Peneliti Institute of Development for Economics and Finance (INDEF) Bhima Yudhistira menyebutkan, tim ekonomi yang kuat di pemerintahan sedang dibutuhkan untuk menjaga gejolak ekonomi dari dalam dan dari luar. Di dalam negeri, lanjutnya, risiko inflasi pasti muncul menjelang puasa dan Lebaran.
Sedangkan dari sisi eksternal, pasar global juga senantiasa melihat konsistensi kebijakan ekonomi yang dibuat pemerintah Indonesia. Bhima menilai, seringnya perombakan kabinet, apalagi di sektor ekonomi, memberikan sentimen negatif kepada pasar.

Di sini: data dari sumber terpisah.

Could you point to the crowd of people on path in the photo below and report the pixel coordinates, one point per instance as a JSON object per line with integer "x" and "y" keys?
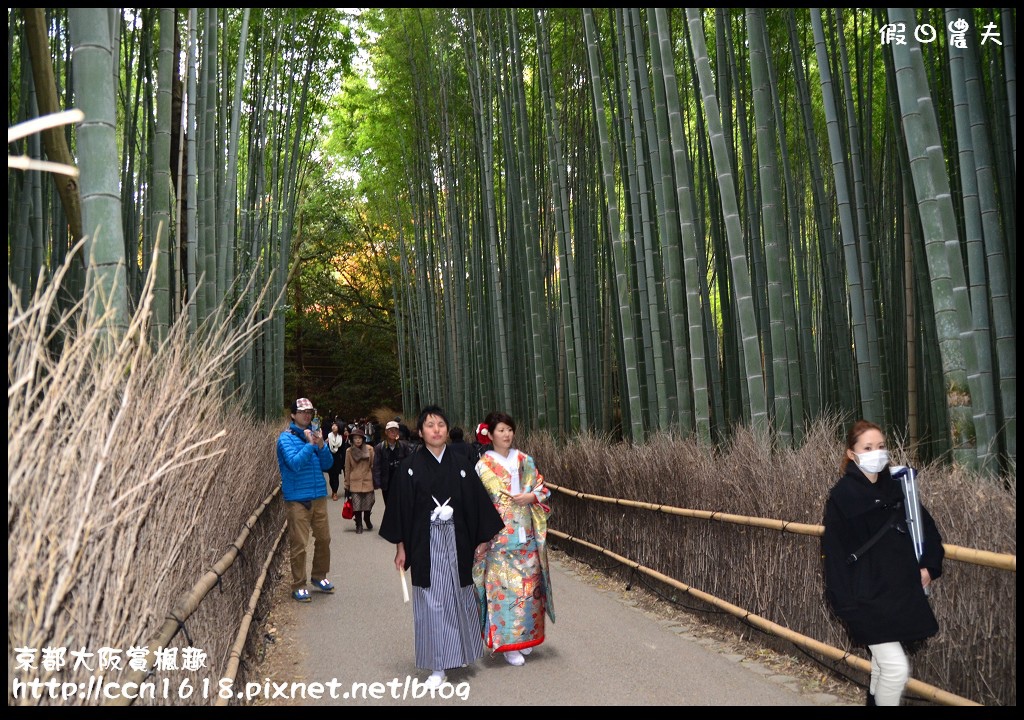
{"x": 469, "y": 521}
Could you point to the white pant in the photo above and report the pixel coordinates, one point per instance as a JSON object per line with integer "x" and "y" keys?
{"x": 890, "y": 671}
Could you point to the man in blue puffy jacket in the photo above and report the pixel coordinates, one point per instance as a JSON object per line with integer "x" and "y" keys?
{"x": 303, "y": 458}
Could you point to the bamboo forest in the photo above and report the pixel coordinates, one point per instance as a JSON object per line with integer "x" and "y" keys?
{"x": 623, "y": 221}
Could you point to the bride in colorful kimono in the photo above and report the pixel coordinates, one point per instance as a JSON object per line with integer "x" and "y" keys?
{"x": 512, "y": 581}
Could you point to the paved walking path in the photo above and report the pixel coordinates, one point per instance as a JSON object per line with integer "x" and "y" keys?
{"x": 601, "y": 650}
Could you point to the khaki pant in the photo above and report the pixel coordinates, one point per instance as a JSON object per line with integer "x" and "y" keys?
{"x": 300, "y": 522}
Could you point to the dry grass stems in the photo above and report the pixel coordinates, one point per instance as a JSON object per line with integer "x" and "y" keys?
{"x": 129, "y": 473}
{"x": 778, "y": 575}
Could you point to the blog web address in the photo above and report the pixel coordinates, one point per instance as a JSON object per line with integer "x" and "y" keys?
{"x": 97, "y": 689}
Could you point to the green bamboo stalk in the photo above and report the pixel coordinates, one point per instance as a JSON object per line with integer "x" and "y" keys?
{"x": 632, "y": 407}
{"x": 740, "y": 272}
{"x": 93, "y": 58}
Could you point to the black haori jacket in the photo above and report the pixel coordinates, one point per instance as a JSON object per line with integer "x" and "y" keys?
{"x": 407, "y": 517}
{"x": 879, "y": 597}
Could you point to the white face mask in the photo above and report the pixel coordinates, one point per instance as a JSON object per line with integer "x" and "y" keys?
{"x": 873, "y": 461}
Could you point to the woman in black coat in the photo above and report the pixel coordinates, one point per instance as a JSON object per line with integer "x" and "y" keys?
{"x": 881, "y": 596}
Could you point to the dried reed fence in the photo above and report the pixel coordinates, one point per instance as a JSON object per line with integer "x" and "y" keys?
{"x": 777, "y": 575}
{"x": 129, "y": 476}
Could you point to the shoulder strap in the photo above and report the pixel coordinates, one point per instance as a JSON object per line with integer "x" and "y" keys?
{"x": 854, "y": 556}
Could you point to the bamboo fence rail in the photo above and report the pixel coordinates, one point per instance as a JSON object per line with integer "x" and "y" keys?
{"x": 189, "y": 602}
{"x": 997, "y": 560}
{"x": 240, "y": 641}
{"x": 918, "y": 687}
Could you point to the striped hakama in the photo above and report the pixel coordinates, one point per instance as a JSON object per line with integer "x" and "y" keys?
{"x": 445, "y": 618}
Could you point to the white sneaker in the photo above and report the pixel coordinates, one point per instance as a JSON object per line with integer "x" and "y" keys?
{"x": 435, "y": 680}
{"x": 514, "y": 658}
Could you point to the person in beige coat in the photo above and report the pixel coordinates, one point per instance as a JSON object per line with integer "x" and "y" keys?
{"x": 359, "y": 478}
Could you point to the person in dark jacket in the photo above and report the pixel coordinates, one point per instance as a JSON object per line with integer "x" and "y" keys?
{"x": 438, "y": 515}
{"x": 881, "y": 595}
{"x": 388, "y": 456}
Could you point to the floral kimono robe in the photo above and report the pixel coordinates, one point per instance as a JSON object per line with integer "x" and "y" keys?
{"x": 512, "y": 581}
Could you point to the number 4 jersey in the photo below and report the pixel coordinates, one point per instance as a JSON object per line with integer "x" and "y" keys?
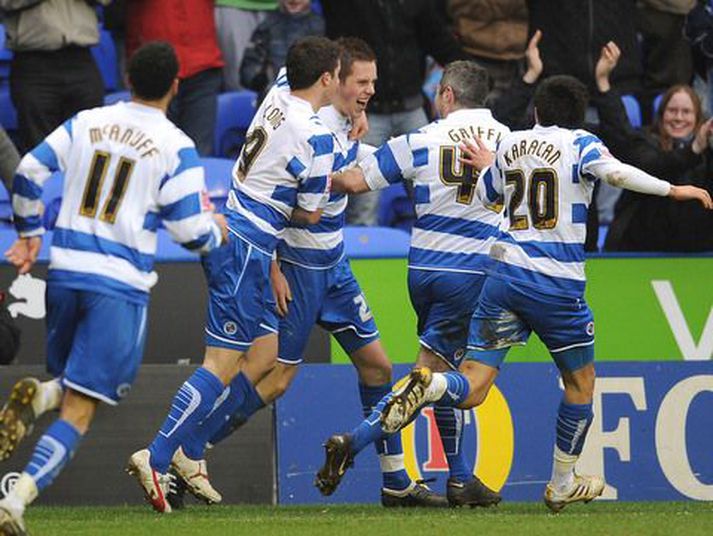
{"x": 126, "y": 168}
{"x": 453, "y": 230}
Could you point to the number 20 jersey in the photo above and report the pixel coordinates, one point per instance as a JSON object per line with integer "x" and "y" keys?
{"x": 542, "y": 176}
{"x": 453, "y": 230}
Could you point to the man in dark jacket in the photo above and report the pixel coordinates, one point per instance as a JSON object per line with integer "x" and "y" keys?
{"x": 574, "y": 32}
{"x": 402, "y": 33}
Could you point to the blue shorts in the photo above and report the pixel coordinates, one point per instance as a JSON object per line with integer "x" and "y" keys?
{"x": 331, "y": 298}
{"x": 95, "y": 342}
{"x": 444, "y": 303}
{"x": 508, "y": 312}
{"x": 241, "y": 306}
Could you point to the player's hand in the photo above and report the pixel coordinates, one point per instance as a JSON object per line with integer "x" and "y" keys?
{"x": 281, "y": 289}
{"x": 533, "y": 59}
{"x": 360, "y": 127}
{"x": 475, "y": 154}
{"x": 608, "y": 59}
{"x": 223, "y": 225}
{"x": 691, "y": 193}
{"x": 23, "y": 253}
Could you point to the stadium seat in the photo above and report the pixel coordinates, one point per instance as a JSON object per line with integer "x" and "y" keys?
{"x": 217, "y": 179}
{"x": 8, "y": 115}
{"x": 105, "y": 55}
{"x": 633, "y": 110}
{"x": 395, "y": 208}
{"x": 235, "y": 111}
{"x": 5, "y": 56}
{"x": 117, "y": 96}
{"x": 376, "y": 242}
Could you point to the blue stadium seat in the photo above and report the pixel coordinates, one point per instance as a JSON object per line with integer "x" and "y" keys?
{"x": 395, "y": 208}
{"x": 117, "y": 96}
{"x": 105, "y": 55}
{"x": 376, "y": 242}
{"x": 217, "y": 179}
{"x": 5, "y": 56}
{"x": 235, "y": 111}
{"x": 8, "y": 115}
{"x": 633, "y": 110}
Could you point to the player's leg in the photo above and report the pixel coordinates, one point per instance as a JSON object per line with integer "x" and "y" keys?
{"x": 237, "y": 275}
{"x": 30, "y": 398}
{"x": 101, "y": 366}
{"x": 493, "y": 329}
{"x": 566, "y": 326}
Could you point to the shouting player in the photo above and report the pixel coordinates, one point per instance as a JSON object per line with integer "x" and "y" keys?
{"x": 126, "y": 167}
{"x": 447, "y": 260}
{"x": 281, "y": 176}
{"x": 545, "y": 177}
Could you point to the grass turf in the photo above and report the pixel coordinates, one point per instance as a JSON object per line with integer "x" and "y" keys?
{"x": 514, "y": 518}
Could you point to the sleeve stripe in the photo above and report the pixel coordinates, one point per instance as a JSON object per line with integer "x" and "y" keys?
{"x": 322, "y": 144}
{"x": 198, "y": 242}
{"x": 183, "y": 208}
{"x": 420, "y": 157}
{"x": 388, "y": 166}
{"x": 295, "y": 167}
{"x": 23, "y": 225}
{"x": 45, "y": 154}
{"x": 313, "y": 185}
{"x": 68, "y": 126}
{"x": 24, "y": 187}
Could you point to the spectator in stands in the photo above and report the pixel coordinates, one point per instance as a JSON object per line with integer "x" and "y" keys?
{"x": 494, "y": 32}
{"x": 676, "y": 148}
{"x": 574, "y": 32}
{"x": 9, "y": 159}
{"x": 268, "y": 46}
{"x": 699, "y": 32}
{"x": 236, "y": 20}
{"x": 189, "y": 26}
{"x": 53, "y": 74}
{"x": 402, "y": 34}
{"x": 665, "y": 50}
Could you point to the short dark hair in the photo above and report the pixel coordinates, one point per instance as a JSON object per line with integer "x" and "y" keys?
{"x": 353, "y": 49}
{"x": 469, "y": 81}
{"x": 152, "y": 70}
{"x": 308, "y": 59}
{"x": 561, "y": 100}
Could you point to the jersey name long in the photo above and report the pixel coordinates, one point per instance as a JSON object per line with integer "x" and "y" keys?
{"x": 545, "y": 179}
{"x": 453, "y": 230}
{"x": 126, "y": 168}
{"x": 285, "y": 162}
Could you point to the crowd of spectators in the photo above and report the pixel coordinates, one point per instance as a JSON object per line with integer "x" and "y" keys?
{"x": 657, "y": 51}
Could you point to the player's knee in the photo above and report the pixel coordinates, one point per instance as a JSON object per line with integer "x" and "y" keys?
{"x": 579, "y": 385}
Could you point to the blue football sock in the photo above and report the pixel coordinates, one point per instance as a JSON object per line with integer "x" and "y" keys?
{"x": 369, "y": 430}
{"x": 52, "y": 452}
{"x": 573, "y": 422}
{"x": 389, "y": 448}
{"x": 457, "y": 391}
{"x": 242, "y": 404}
{"x": 450, "y": 426}
{"x": 193, "y": 402}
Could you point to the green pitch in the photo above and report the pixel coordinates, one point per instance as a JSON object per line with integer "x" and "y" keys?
{"x": 628, "y": 519}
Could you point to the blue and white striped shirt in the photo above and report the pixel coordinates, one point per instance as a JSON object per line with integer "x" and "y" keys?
{"x": 126, "y": 169}
{"x": 453, "y": 230}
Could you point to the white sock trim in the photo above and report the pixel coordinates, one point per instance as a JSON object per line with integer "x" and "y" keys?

"Lebih baik fokus menangani inflasi dulu. Terlalu sering reshuffle juga nggak bagus buat investasi. Apalagi kebijakannya coba-coba," kata Bhima, Rabu (26/4).
Khusus menyoroti kinerja Menteri Keuangan Sri Mulyani, Bhima melihat bahwa mantan Direktur Pelaksana Bank Dunia tersebut memang lebih ketat dalam mengelola Anggaran Pendapatan dan Belanja Negara (APBN) dibanding menteri-menteri sebelumnya. Hanya saja, ia mengingatkan Sri untuk lebih hati-hati atas risiko pemangkasan anggaran yang masih membayangi di semester II tahun 2017 ini.
Alasannya, belanja pemerintah masih menyumbang porsi untuk pertumbuhan Produk Domestik Bruto (PDB) hingga 9,4 persen. "Jadi dilematis mau kejar growth atau fiskal yang kredibel. Saya sih mending pertumbuhan yang standar tapi merata alias ketimpangan turun," katanya.